Respect for Hispanic Americans Act: GOP wants to ban use of ‘latinx’ in federal agencies
The bill introduced by Senators Marco Rubio and Ted Cruz emulates the state law passed in Arkansas earlier this year.
Are the days of "Latinx" numbered? The term to refer to Hispanics in a gender-neutral way already had poor popularity ratings among the Hispanic community and among Americans in general.
The term has also been banned in official documents in some states such as Arkansas. Now the federal government's time may have come: the Respect for Hispanic Americans Act bill, introduced late last week, seeks to ban “Latinx” from official federal communications or forms.
"Hispanic Americans don’t need fabricated woke terminology imposed on us," said Senator Marco Rubio, the bill's sponsor along with Ted Cruz. "The term 'Latinx' has no place in our federal agency’s official communication as it’s a degradation tossed around by progressive elites."
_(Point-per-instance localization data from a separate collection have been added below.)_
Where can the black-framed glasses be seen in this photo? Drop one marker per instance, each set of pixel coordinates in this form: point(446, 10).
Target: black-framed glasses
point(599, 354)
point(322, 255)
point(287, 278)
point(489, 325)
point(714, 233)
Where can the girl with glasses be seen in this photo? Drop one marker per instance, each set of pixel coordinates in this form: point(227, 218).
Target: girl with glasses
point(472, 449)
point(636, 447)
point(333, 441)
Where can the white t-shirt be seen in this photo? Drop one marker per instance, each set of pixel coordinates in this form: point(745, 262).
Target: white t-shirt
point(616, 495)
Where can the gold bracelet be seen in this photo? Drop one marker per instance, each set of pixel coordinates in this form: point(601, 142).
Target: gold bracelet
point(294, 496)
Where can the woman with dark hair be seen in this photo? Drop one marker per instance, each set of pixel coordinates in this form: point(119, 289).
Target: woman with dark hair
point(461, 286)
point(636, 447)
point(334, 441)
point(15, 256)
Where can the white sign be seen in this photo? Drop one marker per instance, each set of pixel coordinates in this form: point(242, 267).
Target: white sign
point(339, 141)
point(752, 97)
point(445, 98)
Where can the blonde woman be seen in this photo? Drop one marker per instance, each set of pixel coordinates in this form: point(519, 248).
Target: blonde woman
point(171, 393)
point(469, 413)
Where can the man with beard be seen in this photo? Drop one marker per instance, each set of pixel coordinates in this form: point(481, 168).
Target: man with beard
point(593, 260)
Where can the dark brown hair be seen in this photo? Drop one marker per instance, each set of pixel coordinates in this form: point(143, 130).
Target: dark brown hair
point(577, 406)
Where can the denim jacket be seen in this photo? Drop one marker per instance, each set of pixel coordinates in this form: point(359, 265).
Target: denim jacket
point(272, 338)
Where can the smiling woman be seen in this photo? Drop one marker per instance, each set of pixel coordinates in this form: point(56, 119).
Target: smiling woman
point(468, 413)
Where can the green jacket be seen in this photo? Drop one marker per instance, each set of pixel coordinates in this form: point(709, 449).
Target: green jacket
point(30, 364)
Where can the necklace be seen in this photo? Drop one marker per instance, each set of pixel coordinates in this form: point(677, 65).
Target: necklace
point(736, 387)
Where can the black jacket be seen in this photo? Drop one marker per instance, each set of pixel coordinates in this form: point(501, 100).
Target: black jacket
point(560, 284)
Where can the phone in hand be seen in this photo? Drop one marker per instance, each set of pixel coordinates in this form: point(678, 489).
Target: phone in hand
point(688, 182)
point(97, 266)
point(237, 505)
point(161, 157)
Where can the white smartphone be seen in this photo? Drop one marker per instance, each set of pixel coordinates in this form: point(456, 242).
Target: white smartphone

"Hispanic Americans overwhelmingly oppose the term 'Latinx,'" recalled Cruz, who also pledged to make sure the "government does not bow to woke activists."
State projects
"'Latinx' is a woke invention of the neo-Marxist left and as such should never be used to refer to someone of Latin American or Hispanic ancestry," argued Florida Congresswoman Maria Elvira Salazar's office.
Salazar presented her own bill to veto the use of the floor by the federal administration. Introduced in April, the Reject Latinx Act is still pending in the House Oversight and Accountability Committee.
But Republicans are not the only ones to take legislative action to ban "Latinx." A group of five Democratic legislators introduced a bill that would have banned its use in official Connecticut.
Geraldo Reyes Jr., the main promoter of the initiative, asserted that "Latinx" was not a Spanish word, but a woke term, as reported by ABC News. According to the same media outlet, the invented term was "offensive" to members of the Puerto Rican community, such as himself.
Three months later, however, Reyes himself abandoned the first initiative and co-sponsored another legislative proposal which, instead of banning "Latinx," compelled public agencies to "attempt to solicit feedback from the members or representatives of such community regarding whether the use of such term is appropriate."
The second proposal became law last June, while the first one did not pass the first legislative instance.